Accessibility to learning experiences is also becoming an increasingly important issue in undergraduate education. Many health science programs (including those offered at the University of Ottawa), have large undergraduate enrolments, anatomy laboratory space is limited, and there are insufficient resources to be able to afford the annual salaries for the prosectors and lab demonstrators that are needed to produce weekly laboratory sessions (Granger et al. Citation2006; Rizzolo & Stewart Citation2006). Virtual anatomy laboratory modules provide alternatives to the infrastructure-demanding cadaver laboratories by offering limitless online opportunities for students to view, manipulate and practice their identification of anatomical components. There is, of course, a cost associated with the initial development of these online exercises and cost is an important consideration when developing new instructional materials (Clark Citation1994). The tools described in this paper were developed during the summer by a health sciences student (POB) who had previously taken this anatomy and physiology course and was already familiar with Adobe Flash MX™ software. With minimal guidance, he was able to develop interactive tools that targeted the course learning objectives and some others that gave special attention to those anatomical structures that were visually challenging for students. Body anatomy does not really change. Hence once the initial investment in a student stipend has been made, one has now acquired a small library of reusable learning objects that can be incorporated into a variety of anatomy and physiology courses year after year.

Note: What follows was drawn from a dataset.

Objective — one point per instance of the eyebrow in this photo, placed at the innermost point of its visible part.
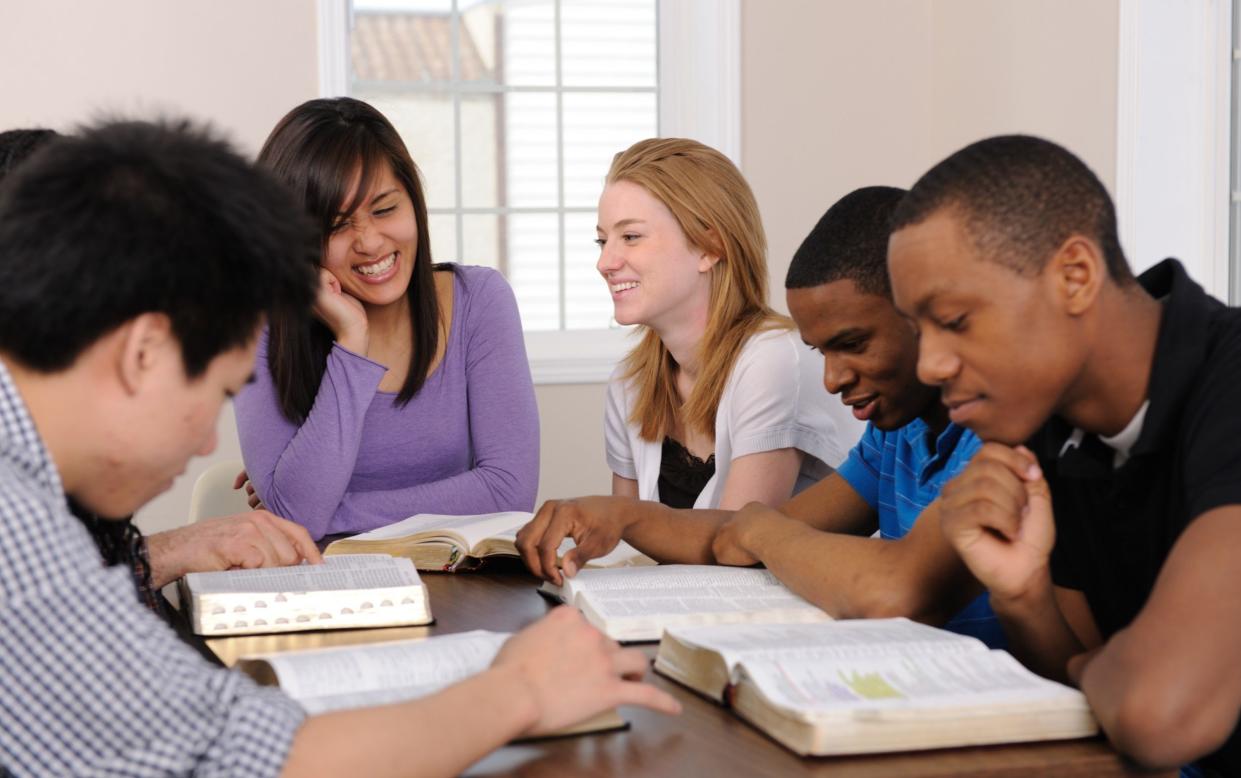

In summary, we have described the development of a number of interactive learning and self-assessment exercises using Flash that undergraduate students studying anatomy at the University of Ottawa did use to promote their self-directed learning and to allow them to self-test their progress in learning. These tools can be custom-developed to meet program-specific learning objectives associated with various health sciences disciplines and allow the boundaries of the traditional anatomy laboratory to be extended in a cost-effective manner so that students can have unlimited access to virtual anatomy laboratories in which they can repeatedly explore, manipulate and evaluate their understanding of body structure.

Acknowledgements

The authors gratefully acknowledge the provision by Ms. Shannon Goodwin of careful and clean dissections as well as high quality photographs of human cadavers. The authors also thank Dr. Henri Lescault for his valued expertise regarding the accuracy of structure boundary identification throughout the preparation of these learning tools. The authors gratefully acknowledge the copyright permission granted by Pearson Education for the use of selected diagrams from E.N. Marieb: Human Anatomy and Physiology, 5th Edition, 2001 in the development of these online learning and self-testing tools. Finally, the authors would like to thank the Centre for e-Learning for their valuable assistance with the establishment of the course web site. This research was supported in part by a Teaching and Learning Grant (J. Carnegie) from the Centre for University Teaching, University of Ottawa.

Declaration of interest: The authors report no conflicts of interest. The authors alone are responsible for the content and writing of the paper.